As I have gotten older, I have shifted one hundred eighty degrees in my attitude toward the penitential seasons of Advent and Lent. For many years the prospect of several weeks spent dwelling on matters of sin and repentance struck me as akin to taking very bad-tasting medicine as a child: necessary perhaps for spiritual health, but not the kind of thing one looks forward to.
These days however I find myself grateful that my home congregation is willing to linger over the Advent texts and disciplines and not rush too quickly into Christmas. The turnaround for me has come about as I have been struck with a common but under-appreciated feature of the Christmas message: God sent to us a Savior.
I think about all the different ways God could have reached out to our world: God could have sent someone whose primary mission was to be a teacher to offer us guidance and instruction. God could have sent a life-coach to inspire and direct us, or a sage to provide spiritual wisdom and insight, or a counselor to help us distinguish clearly the times we’ve gotten things right from those episodes when we have strayed from the path. Jesus helps us with all those things, of course, but they are not what the angels proclaim. The emphasis of the Christmas message lies elsewhere.
God sends us a Savior…why? Evidently because we needed saving. The implications of that run deeper than we’re comfortable with sometimes. Admitting that we are the sort of people who need saving is a radical step.
People who need the occasional mid-course correction might benefit from an instructor or a coach, but they surely don’t need a Savior. Neither do people who simply require the occasional reminder to live the way they should, or those whose lives get a little ragged around the edges and need to be re-centered.
No, one sends a Savior to people who are without hope. Saviors are for the really unfortunate persons who face challenges and difficulties that are simply too big for them to deal with on their own. Saviors are needed for people who completely lack the resources to meet the challenges at hand, the hopeless cases who would be completely lost if left to their own devices. Could God really be thinking of us in that way, even now, after all these years of trying so hard to be good disciples?
For me Advent has become, along with Lent, a time for reflecting on why I would need a Savior. This spiritual discipline collides head-on with my own pretensions: I have the sense of having done a pretty fair job of being a Christian and a decent human being, though like everyone I’ve experienced the occasional slip-up around the margins, which I will address in the coming year by buckling down and trying harder. In the face of my spiritual complacency, Advent comes like a bucket of ice water to the face, reminding me that God still considers me a hopeless case—someone who needs a Savior! It’s jarring to contemplate.
Surprisingly, though, I find this reminder, as unsettling as it is, can also become the occasion of joy. The assertion that I am one who needs saving leads me to reflect on all those aspects of my life and world that really are beyond my capacity to deal with. This Advent I have been thinking about the disruptive economic forces that have sent nations and families and businesses careening like tiny boats on a storm-tossed sea, and that so far seem resistant to anyone’s efforts to tame them. The anxiety which follows close on the heels of these reflections provides an unsettling insight into how much my own sense of confidence and hope for the future is tied up with financial security and material prosperity.
I have also found myself thinking about mortality. Though blessed with relatively good health, at age 53 I find the sense of life’s finite limits becoming increasingly vivid. There just isn’t the sense anymore of a limitless expanse of time stretching out before me for the embracing what life has to offer. An end is coming, bringing with it heaven knows what in the way of grief and suffering, and while a healthy lifestyle can perhaps postpone it for awhile, in the end there’s nothing I or anyone can do to keep it from coming.

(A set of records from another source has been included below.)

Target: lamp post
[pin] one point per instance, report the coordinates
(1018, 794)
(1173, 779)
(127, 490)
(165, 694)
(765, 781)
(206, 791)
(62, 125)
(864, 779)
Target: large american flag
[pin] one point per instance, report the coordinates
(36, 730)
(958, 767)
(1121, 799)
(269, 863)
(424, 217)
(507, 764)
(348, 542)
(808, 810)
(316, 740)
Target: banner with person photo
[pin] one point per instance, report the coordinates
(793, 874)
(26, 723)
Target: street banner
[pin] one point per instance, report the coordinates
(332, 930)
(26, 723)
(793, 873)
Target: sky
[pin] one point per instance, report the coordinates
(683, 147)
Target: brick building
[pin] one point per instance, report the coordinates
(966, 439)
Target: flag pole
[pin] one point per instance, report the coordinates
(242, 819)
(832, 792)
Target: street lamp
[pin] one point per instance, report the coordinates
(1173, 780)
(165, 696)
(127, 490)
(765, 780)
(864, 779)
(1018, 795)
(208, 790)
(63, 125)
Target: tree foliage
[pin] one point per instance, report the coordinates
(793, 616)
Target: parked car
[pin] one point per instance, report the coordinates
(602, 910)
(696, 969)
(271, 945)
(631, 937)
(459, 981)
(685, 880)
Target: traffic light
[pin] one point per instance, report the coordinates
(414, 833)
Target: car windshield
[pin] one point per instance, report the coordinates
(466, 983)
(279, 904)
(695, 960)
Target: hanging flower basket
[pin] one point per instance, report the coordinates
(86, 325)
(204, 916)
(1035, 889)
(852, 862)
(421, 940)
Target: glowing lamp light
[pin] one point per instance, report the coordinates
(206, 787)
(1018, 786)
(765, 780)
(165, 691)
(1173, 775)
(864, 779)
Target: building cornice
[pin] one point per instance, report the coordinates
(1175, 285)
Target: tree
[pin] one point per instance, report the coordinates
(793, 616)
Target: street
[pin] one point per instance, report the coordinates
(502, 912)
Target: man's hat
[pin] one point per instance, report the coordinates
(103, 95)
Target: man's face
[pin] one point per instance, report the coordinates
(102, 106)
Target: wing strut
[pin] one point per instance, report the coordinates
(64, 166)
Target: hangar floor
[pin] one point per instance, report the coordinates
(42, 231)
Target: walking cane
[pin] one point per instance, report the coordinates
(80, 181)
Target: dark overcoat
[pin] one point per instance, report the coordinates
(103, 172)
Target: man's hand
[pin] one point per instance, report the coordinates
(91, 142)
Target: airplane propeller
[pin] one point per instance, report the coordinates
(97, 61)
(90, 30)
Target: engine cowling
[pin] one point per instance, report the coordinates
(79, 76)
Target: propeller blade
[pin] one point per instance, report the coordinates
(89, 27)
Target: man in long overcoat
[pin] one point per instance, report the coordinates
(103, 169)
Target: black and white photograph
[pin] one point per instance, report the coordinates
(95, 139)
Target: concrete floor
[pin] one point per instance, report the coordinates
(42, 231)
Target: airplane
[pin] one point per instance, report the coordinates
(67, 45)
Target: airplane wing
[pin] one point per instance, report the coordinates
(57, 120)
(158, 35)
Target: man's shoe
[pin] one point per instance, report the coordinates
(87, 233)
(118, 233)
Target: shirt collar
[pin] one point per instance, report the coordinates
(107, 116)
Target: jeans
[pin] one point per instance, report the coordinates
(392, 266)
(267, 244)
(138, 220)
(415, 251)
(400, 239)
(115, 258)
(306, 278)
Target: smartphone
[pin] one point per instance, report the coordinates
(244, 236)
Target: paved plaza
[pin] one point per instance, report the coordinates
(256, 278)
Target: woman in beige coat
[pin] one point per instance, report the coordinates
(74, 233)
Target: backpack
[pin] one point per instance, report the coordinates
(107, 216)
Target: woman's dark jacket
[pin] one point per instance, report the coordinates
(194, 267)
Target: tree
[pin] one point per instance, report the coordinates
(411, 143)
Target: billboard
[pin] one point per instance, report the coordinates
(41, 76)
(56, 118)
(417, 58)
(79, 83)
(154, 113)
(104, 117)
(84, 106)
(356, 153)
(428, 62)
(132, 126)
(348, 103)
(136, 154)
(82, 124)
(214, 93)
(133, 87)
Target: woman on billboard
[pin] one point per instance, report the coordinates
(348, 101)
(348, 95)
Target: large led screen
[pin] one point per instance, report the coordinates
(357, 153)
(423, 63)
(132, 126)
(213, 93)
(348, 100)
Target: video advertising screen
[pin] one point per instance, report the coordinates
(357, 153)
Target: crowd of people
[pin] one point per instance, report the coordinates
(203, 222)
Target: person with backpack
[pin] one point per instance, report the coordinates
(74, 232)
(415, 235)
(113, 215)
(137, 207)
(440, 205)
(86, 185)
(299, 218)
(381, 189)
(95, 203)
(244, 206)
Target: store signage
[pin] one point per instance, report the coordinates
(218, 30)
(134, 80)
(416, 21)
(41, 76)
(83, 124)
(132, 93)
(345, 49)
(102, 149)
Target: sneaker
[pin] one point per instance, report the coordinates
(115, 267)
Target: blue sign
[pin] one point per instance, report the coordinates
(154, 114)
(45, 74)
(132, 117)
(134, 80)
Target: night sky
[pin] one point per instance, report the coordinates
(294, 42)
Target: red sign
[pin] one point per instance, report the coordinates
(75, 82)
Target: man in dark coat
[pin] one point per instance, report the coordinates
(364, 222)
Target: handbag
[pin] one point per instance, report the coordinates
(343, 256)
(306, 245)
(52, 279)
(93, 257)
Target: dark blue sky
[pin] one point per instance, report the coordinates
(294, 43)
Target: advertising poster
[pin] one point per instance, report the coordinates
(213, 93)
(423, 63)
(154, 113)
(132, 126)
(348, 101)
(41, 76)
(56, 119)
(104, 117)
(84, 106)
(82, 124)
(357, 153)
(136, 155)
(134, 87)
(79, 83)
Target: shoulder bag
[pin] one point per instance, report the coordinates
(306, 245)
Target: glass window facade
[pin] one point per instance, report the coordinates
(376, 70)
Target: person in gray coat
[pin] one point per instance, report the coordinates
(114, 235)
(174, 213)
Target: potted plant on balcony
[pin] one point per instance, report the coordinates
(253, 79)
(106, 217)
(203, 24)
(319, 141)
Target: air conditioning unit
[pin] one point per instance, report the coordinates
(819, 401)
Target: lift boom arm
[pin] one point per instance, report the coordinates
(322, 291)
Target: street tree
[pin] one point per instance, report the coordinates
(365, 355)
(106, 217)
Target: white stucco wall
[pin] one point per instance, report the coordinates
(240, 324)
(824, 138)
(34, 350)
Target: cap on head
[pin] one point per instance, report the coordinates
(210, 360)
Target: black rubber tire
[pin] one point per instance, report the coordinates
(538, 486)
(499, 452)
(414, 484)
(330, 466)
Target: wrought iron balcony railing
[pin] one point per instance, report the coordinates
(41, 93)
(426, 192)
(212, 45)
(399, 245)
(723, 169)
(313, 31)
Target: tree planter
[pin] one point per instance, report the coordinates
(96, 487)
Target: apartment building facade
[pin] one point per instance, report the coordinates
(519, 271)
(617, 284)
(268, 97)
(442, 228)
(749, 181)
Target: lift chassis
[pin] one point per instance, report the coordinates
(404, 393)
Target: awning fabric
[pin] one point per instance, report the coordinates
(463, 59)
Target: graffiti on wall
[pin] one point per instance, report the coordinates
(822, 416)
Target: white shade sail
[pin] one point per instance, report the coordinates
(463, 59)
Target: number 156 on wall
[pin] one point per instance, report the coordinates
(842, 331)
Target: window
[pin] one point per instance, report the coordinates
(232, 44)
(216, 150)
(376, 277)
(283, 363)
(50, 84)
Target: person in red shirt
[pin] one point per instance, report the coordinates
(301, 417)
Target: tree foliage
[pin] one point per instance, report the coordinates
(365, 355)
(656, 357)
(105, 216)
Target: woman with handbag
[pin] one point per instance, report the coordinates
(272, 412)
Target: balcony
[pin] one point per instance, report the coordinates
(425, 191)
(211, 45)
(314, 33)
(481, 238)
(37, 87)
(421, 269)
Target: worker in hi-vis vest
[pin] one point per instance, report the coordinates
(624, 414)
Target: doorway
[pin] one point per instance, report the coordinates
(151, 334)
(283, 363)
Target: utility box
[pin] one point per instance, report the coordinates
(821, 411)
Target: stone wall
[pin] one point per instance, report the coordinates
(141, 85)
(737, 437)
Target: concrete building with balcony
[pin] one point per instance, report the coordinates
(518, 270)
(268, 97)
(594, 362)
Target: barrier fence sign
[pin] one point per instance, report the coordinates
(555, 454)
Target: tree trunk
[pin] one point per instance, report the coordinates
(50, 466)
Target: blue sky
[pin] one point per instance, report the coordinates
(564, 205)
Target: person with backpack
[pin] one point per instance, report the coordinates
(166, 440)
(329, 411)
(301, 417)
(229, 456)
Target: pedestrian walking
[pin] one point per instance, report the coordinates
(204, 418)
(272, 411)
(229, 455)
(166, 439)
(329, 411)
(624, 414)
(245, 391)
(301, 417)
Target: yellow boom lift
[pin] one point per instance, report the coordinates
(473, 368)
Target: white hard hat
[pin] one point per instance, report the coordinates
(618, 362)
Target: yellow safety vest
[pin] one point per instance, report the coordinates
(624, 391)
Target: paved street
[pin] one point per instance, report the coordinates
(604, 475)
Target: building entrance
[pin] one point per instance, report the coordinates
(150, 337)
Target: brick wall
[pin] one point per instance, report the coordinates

Such reflections by themselves would be terribly depressing, but in the context of Advent they serve to highlight the stunning import of the Christmas message: God sent a Savior. All the situations we identify as hopeless are not so. He came as light in the darkness, and he is coming again in glory to make all things new. None of the forces bigger than ourselves has ultimate power over us.
What would it look like for us to start living more from the truth of that? I think the repentance to which Advent calls us is first and foremost about learning to live fully in the light of what God has done, allowing God’s gift to banish our hopelessness and the destructive anxiety which follows so closely on its heels. What does it feel like when God’s gift of a Savior starts to overcome our fear of all the earthly powers and forces and situations we assumed had control over us? Such liberation, I suspect, may have us singing along with the angels before we know it!
“For unto you is born this day in the city of David a Savior, which is Christ the Lord.” May God grant all of us grace this Advent to enter more deeply into this astonishing news!
Mark Achtemeier teaches Theology and Ethics at Dubuque Theological Seminary.